There was conviction in her tone, and he could but look at her and wait until she should speak again. She did not speak for a few moments, and then she resumed in a firm voice:

"I want to say to you all that is in my mind--at least as far as it can be said. I am not ill in any serious way, and I am not hiding anything which ought to be made known; and yet I do believe that I am not to live much longer in this world, and I acknowledge with a full heart that the richest portion of happiness ever given to a woman has been, is mine. When this trouble, the only one I have had in my new life, came to me, it changed me, and changed everything to me for a time; but the first effect is quite past, and the wound my pride received is healed. I don't think about that now; but I do think of the wonderful compensation, if I may dare to use a word which sounds like bringing God to a reckoning for His dealings with one of His creatures, which has been made to me, and I feel that I have lived all my days. The old presentiment that I had of evil to come to me from Australia, and its fulfilment, and the suffering and struggle, all are alike gone now, quieted down, and the peace has come which I do not believe anything is ever to disturb more."

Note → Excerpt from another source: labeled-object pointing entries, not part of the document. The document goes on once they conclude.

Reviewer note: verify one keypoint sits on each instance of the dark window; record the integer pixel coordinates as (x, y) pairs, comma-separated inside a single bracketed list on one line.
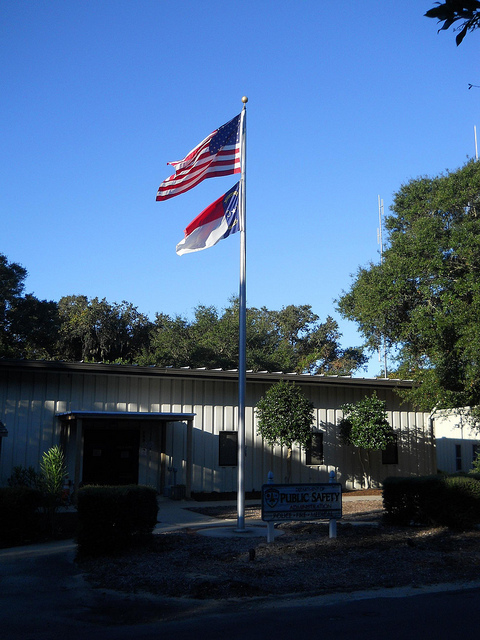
[(390, 454), (315, 449), (228, 448), (458, 457), (475, 450)]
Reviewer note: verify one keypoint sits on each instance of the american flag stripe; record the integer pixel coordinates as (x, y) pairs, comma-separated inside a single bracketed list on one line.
[(217, 155)]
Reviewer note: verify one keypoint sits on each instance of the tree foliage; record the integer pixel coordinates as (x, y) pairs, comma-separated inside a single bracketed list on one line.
[(364, 424), (78, 328), (28, 326), (96, 330), (424, 298), (285, 418), (450, 12), (291, 339)]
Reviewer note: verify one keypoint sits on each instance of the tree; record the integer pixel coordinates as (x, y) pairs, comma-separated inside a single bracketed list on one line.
[(291, 339), (28, 326), (365, 426), (96, 330), (285, 418), (424, 298), (452, 11)]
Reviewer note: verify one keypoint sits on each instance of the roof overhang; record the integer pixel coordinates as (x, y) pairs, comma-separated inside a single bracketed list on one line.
[(201, 374), (125, 415)]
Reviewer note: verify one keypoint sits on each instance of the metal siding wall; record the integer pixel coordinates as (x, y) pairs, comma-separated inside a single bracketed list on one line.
[(29, 402)]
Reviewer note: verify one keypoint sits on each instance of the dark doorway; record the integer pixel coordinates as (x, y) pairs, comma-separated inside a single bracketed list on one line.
[(110, 456)]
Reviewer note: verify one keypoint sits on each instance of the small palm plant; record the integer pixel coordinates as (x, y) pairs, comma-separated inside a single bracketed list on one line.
[(53, 475)]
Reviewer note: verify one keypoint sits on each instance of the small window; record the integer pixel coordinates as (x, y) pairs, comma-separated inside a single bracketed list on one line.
[(228, 448), (315, 449), (390, 454), (458, 457), (475, 450)]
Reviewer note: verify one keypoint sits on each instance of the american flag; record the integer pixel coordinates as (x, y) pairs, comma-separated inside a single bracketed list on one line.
[(217, 155)]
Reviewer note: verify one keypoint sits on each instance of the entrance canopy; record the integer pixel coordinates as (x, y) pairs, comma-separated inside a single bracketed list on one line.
[(81, 420)]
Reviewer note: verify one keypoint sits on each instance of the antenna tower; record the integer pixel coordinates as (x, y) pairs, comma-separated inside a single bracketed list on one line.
[(383, 347)]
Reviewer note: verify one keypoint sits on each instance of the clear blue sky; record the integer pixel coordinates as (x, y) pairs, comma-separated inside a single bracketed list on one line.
[(347, 101)]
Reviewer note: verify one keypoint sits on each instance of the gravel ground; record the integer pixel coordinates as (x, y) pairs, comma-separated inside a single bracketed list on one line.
[(366, 554)]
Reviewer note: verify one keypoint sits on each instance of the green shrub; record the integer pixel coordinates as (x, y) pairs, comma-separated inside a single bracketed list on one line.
[(452, 501), (24, 477), (112, 518), (462, 503), (19, 518)]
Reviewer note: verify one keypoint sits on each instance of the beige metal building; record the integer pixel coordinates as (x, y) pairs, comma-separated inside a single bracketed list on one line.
[(162, 426)]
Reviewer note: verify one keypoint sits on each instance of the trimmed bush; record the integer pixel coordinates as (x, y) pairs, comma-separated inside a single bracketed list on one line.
[(112, 518), (452, 501), (19, 517), (462, 503)]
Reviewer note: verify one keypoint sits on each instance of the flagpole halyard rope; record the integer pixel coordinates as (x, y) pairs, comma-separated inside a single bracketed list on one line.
[(242, 364)]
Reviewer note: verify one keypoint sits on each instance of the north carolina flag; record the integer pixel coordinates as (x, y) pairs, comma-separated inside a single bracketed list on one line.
[(217, 155), (217, 221)]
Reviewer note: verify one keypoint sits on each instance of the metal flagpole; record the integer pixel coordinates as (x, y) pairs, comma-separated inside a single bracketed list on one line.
[(242, 360)]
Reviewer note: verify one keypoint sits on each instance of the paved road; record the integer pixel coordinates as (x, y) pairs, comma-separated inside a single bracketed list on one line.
[(44, 597)]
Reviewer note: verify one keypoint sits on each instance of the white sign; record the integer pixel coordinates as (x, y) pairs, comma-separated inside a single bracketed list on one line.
[(301, 502)]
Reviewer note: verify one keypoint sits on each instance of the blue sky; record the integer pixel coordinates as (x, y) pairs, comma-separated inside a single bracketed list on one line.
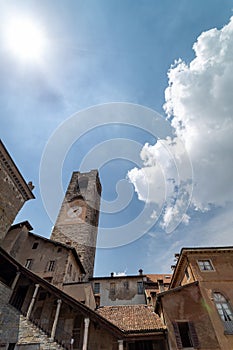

"Margaret, Margaret!" he said, "I cannot bear this; you must not speak thus; if you persist in doing so, theremustbe some reason for it. It is not like you to have such morbid fancies."

"And it is not like you to misunderstand me," she interrupted gently. "Can you not see that I am telling you what is in my mind on what I believe will be my last day in my old home, because, if I am right, it will make you happy in the time to come to remember it?"

"Happy!" he repeated with impatience.

"Yes, happy! and if I am not right, and this is indeed but a morbid fancy, it will have done you no harm to hear it. You have listened to many a fancy of mine, dear old friend."

Tears gathered in her eyes now, and two large drops fell from the dark eyelashes unheeded.

"I have, I have," he said, "but to what fancies! How can you speak thus, Margaret? How can you think so calmly of leaving those who love you so much, those in whose love you confess you have found so much happiness? Your husband, your child, your father!"

"I cannot tell you," she said; "I cannot explain it, and because I cannot I am forced to believe it, to feel that it is so. The world seems far away from me somehow, even my own small precious world. You remember, when I spoke to you before, I told you how much I dreaded the effect of what had happened on myself, on my own feelings--how strangely the sense I have always had of being so much older than my husband, the dread of losing the power of enjoying the great happiness of my life, had seized hold of me?"

"I remember."

"Well," she continued, "all this fear has left me now--indeed, all fear of every kind, and the power of suffering, I think. When I think of the grief of those I shall have to leave, if my presentiment is realised, I don't shrink from it as I did when the first thought of the possible future came to me. After all, it is for such a little, little time."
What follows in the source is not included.